Un article du projet « Chantons la bande dessinée avec... »
J’avais choisi un extrait du clip de « Mille milliards » comme bandeau de mon article portant l’index de ces chansons évoquant la bande dessinée. Ce qui aurait d’ailleurs pu être un piège puisque j’indique bien dans les règles de cet index que les clips ne comptent pas, et que je me réfère aux albums et non aux adaptations, l’image est pourtant une référence directe au générique iconique du dessin animé qui passait à la TV dans mon enfance.
Mais, ouf, pas d’erreur, puisqu’au-delà du clip il n’y a guère de doute sur le fond : la chanson, troisième piste de l’album Saint-Valentin (2024, on en reparlera car une autre des chansons de l’album parle BD) est entièrement dédiée à la bande dessinée, même si celle-ci est objet de fantasme plutôt que description de l’action réelle.
Citer le texte serait un peu vain puisque tout le texte parle de Tintin, et de Tintin à travers les yeux du Capitaine Haddock, filant l’idée d’une romance gay non assumée, un classique dans l’analyse de ces étranges BD franco-belges où tant d’hommes vivent ensemble (Spirou et Fantasio, Blake et Mortimer, Tintin et Haddock donc), certes toujours avec des lits séparés, mais parfois dans les mêmes chambres ! Facile, donc, de glisser vers une imagination fertile en actions peu catholiques. Une pratique d’ailleurs assez courante dans la fanfiction où le « Shipping » (un terme pour la mise en couple de personnages qui ne le sont pas dans le canon) homoérotique est un classique. Le ship Tintin/Haddock a même son nom connu des fans, qu’on retrouve sur le Wiki Tintin : Haddotin, selon l’usage voulant que les ships s’incarnent par une fusion des noms des personnages en relation.

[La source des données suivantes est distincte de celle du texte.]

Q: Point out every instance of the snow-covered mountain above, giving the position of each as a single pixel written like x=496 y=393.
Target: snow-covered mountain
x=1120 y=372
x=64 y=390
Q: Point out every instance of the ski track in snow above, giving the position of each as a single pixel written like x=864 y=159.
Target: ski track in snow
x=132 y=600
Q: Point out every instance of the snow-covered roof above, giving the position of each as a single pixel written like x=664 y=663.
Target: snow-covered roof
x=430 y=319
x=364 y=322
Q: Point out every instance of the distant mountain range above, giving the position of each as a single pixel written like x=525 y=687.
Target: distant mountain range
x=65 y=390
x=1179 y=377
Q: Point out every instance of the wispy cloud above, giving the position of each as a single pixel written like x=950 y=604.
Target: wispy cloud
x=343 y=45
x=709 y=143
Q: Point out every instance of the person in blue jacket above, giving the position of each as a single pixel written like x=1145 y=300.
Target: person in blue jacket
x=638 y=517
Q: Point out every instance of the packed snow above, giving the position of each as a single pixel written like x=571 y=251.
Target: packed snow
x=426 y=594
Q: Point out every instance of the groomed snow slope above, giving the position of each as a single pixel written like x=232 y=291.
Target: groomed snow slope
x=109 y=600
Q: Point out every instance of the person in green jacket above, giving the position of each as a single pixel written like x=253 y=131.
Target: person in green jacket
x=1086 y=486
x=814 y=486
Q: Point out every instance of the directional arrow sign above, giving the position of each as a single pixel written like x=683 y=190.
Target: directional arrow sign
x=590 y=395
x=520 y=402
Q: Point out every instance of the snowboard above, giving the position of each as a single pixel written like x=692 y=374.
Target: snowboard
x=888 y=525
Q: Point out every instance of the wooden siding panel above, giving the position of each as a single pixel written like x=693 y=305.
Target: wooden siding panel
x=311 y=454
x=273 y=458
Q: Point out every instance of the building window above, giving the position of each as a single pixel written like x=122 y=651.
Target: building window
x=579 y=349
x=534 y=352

Les paroles nous projettent dans l’esprit, pas trop embrumé d’alcool, du capitaine, qui ne comprend pas ce qui lui arrive. Il admet être le cliché du gros barbu amoureux d’un jeune imberbe, soulignant le problème de la différence d’âge (« Je me voyais pas y’a 20 ans / Moi, amoureux d’un homme enfant… »), mais aussi l’aspect très désincarné d’un Tintin au visage le moins précis possible et fait pour qu’on projette un peu tout. Le texte déroule différentes références aux albums (la Lune, le Karaboudjan, le fait d’aller au Pérou ou au Tibet…) et la conclusion est assez maline, référant directement à l’existence de réelles aventures tout en rappelant la constante invisibilisation de l’homosexualité dans l’histoire, que ce soit celle de personnages réels comme de fiction :
« 1000 milliards de mille sabords
C’est toi Tintin que j’aime fort
1000 milliards de mille sabords
Je t’aimerais jusqu’à ma mort
Et si un jour, dans le futur
Quelqu’un écrit nos aventures
Je fais le vœu pourtant facile
Qu’il ne masque plus notre idylle »
PS : les ships Tintin sont nombreux, l’article Wiki parle d’autres mix de personnages, une chanson en évoque un autre très punks et peu connue, nous en reparlement : Tintin aime Milou, de 8-6 power.